Glia-neuron interactions and their roles in brain function and disease

Neuron-glia interactions are essential for brain function and play a key role in neurological diseases. Glial cells, including astrocytes, microglia, and oligodendrocytes, are not merely supportive elements but actively contribute to neuronal development. Specifically, glia guide neuronal differentiation, migration, and synapse formation during brain development. Astrocytes, in particular, regulate neurotransmitter levels and synaptic plasticity, directly influencing learning and memory. Additionally, glial cells are essential for maintaining neural homeostasis, supporting metabolic functions that are essential for neuronal health. However, these interactions can have both beneficial and harmful effects on neurons, especially in the context of neurodegenerative diseases. When neuron-glia communication is disrupted, it can bring significant challenges in the treatment of neurological disorders. Therefore, understanding these complex interactions is essential for developing effective therapeutic strategies.
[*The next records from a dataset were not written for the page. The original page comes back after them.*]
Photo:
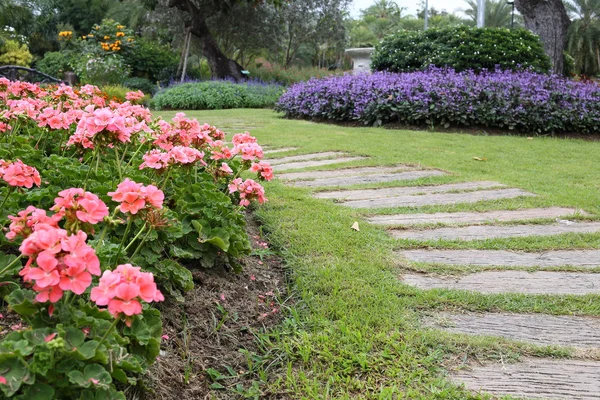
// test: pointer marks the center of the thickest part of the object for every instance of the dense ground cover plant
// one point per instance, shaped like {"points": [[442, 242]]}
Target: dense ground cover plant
{"points": [[268, 72], [523, 101], [461, 48], [106, 208], [215, 95]]}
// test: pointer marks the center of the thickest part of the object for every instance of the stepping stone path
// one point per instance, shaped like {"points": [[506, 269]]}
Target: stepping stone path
{"points": [[311, 160], [542, 282], [537, 379], [545, 330], [493, 232], [532, 378], [491, 258]]}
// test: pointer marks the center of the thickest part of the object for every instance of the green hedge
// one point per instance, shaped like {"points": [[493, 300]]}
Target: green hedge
{"points": [[461, 48], [214, 95]]}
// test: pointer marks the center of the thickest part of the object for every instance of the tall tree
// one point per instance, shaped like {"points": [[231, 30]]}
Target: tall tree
{"points": [[549, 20], [583, 42], [498, 13]]}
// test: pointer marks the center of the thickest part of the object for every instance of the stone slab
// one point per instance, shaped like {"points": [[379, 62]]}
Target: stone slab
{"points": [[438, 199], [306, 157], [536, 379], [280, 150], [541, 282], [493, 232], [363, 179], [339, 173], [368, 194], [315, 163], [473, 217], [539, 329], [502, 258]]}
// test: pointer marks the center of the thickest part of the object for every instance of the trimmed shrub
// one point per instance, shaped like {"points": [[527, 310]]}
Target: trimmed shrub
{"points": [[214, 95], [152, 61], [461, 48], [142, 84], [14, 53], [289, 76], [55, 63], [521, 101]]}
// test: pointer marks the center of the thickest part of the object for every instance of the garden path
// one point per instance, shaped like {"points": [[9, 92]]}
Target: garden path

Understanding the intricate interactions between glial cells and neurons is essential for uncovering the fundamental mechanisms that regulate brain function in both health and disease. This Research Topic will focus on the mechanisms underlying glia-neuron interactions, emphasizing their role in synaptic plasticity, brain homeostasis, and disease progression. Additionally, it will examine the regulatory pathways involved in neural cell communication, with a particular focus on developmental neurobiology. Contributions focusing on ion channels, gliotransmission, extracellular matrix dynamics, and metabolic crosstalk will offer valuable insights into how glial cells shape neuronal function.

Despite progress in glia-neuron research, many aspects of their role in synaptic regulation and metabolic support remain unclear, particularly in pathological conditions. Unraveling these complexities is crucial for developing targeted interventions to restore brain homeostasis and slow disease progression.



We welcome original research, reviews, and mini-reviews employing morphological, biophysical, cellular, molecular, pharmacological, or physiological approaches to study circuit formation, neuron-glia interactions, proliferation, migration, and differentiation in both physiological and pathological conditions. Studies on biomaterials to explore these interactions in neural and glial cells are particularly relevant, especially for applications in transplantation and regenerative medicine.